Il metodo con cui sono state messe insieme le biografie costituisce motivo di peculiare interesse: c’è naturalmente la ricostruzione personale di tipo narrativo; ma soprattutto c’è la spremitura di ogni possibile ragguaglio biografico proveniente dagli archivi pubblici: ad esempio, anche dalla lettura del casellario giudiziario e degli atti giudiziari. Nulla dunque che possa essere legato al mito. Nella letteratura storiografica legata agli eventi formativi della epopea antifascista si trovano spesso ricostruzioni che, pur non potendo negare loro validità in assoluto, hanno nascosto dietro appunto al mito molteplici aspetti nello stesso filone, ma distinti: ad esempio, l’azione militare anti-tedesca; l’azione anti-regime; l’azione di ripristino della libertà e della democrazia. L’uso apodittico e pervasivo della categoria dell’antifascismo può in più di un caso essere stato in tutti questi decenni ingannevole. Tale genere di scelta di precisazione produce effetti storiografici anche notevoli: per dire, chi ha mai messo in primo piano che tra i trucidati ci furono anche dei fascisti (ex)? Dei militari, dei poliziotti, dei carabinieri? Degli adolescenti? La categoria dell’antifascismo – forse effetto, più che causa, della strage delle Fosse Ardeatine – ha offuscato la speciale qualità plurale delle vittime, unificandola sotto un protocollo unitario eccessivamente sommario: che è andato a ricoprire anche le vittime quindicenni o i passanti sorpresi dalle parti di via Rasella subito dopo l’attentato. Addirittura, da parte degli illustri presentatori del libro a Palazzo di Firenze, sede della Società Nazionale Dante Alighieri, sono stati avanzati dubbi circa la validità del (complesso) concetto di guerra civile in Italia dal 1943 al 1945. Ora, con l’opera di Avagliano e Palmieri possiamo inforcare gli occhiali giusti per leggere la storia, quelli agostiniani del Vero e quelli della verità-realtà delle vittime (che, per non essere primariamente parte di una formazione in campo, sono tanto più nostri fratelli; e che, nella lettura del libro, avvertiamo come tali). 
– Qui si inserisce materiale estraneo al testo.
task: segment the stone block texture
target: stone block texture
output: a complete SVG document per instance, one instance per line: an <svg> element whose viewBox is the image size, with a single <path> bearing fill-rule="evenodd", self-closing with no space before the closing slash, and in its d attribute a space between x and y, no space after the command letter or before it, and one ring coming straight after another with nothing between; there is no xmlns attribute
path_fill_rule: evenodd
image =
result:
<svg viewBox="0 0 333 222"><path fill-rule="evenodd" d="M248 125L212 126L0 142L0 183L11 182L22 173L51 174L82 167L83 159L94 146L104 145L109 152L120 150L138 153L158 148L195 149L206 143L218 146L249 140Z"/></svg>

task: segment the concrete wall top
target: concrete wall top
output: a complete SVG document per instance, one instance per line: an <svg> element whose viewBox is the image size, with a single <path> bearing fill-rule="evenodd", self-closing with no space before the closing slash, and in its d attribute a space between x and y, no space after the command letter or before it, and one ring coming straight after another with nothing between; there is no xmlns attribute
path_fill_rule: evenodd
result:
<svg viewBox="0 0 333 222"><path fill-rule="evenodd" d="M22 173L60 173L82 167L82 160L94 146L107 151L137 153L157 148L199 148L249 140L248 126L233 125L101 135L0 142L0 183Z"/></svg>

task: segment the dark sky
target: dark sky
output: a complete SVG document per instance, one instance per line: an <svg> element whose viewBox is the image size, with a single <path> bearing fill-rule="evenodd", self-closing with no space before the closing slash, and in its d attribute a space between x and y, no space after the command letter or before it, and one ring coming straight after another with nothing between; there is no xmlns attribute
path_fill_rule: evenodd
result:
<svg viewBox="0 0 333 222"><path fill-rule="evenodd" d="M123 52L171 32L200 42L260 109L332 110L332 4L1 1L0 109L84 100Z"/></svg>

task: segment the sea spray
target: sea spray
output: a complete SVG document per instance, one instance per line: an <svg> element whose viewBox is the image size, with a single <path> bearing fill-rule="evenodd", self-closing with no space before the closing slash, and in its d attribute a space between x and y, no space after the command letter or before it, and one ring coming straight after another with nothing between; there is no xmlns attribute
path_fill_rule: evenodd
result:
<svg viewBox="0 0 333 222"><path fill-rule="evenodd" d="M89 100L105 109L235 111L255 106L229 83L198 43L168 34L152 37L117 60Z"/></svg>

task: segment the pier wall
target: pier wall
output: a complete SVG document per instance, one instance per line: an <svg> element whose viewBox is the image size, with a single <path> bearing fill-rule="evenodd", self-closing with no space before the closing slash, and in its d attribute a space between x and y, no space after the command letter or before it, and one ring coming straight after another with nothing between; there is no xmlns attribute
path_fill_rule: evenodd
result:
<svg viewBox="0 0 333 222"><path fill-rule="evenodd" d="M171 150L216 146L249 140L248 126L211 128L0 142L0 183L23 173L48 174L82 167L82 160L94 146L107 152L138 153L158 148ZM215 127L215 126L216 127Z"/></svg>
Allora, quello che affascina nell’opera di Avagliano e Palmieri è un triplice elemento: la ricostruzione storiografica, che si uniforma alla freddezza solo apparente della ricerca negli archivi, è un dato da salutare positivamente (l’esame del libro riserva continuamente al lettore momenti di autentica commozione; il rigore del metodo non esclude affatto l’emotività di fronte alla restituzione degli avvenimenti); quindi, la fuoriuscita definitiva dall’ideologia – ideologia d’antan -, da salutare altrettanto positivamente; infine, il coraggio di fare la scelta di sottolineare l’importanza delle biografie, sia pure quando i coprotagonisti sono tanti e sono persone normali, senza un ruolo volontario decisivo. 

Non è dunque il racconto della realtà storica a dover inseguire il pensiero dello storico, ma è quest’ultimo a doversi adattare quanto più possibile alla molteplicità pluralistica delle risultanze della ricerca. Più molteplicità irriducibile di quando si fa storia biografica di persone invece che storia di idee, è difficile trovare; ed è ancora più difficile averne ragione elaborando il materiale trovato. Il libro, esemplare sotto il profilo metodologico, è augurabile che sia seguito da tanti altri saggi di storia in cui abbondino le biografie dei tanti coprotagonisti. Sarà così che riusciremo meglio a comprendere – e a utilizzare positivamente – fenomeni storici che ci hanno coinvolto e riguardato come collettività; ma che ci scoraggiano perché i protagonisti sono tanti e sconosciuti. Personalmente amerei che ci si esercitasse di più e meglio con un evento complesso come la ricostruzione postbellica italiana. Dovremo fare uno sforzo. Ma alla fine potremo sapere a chi dobbiamo essere riconoscenti.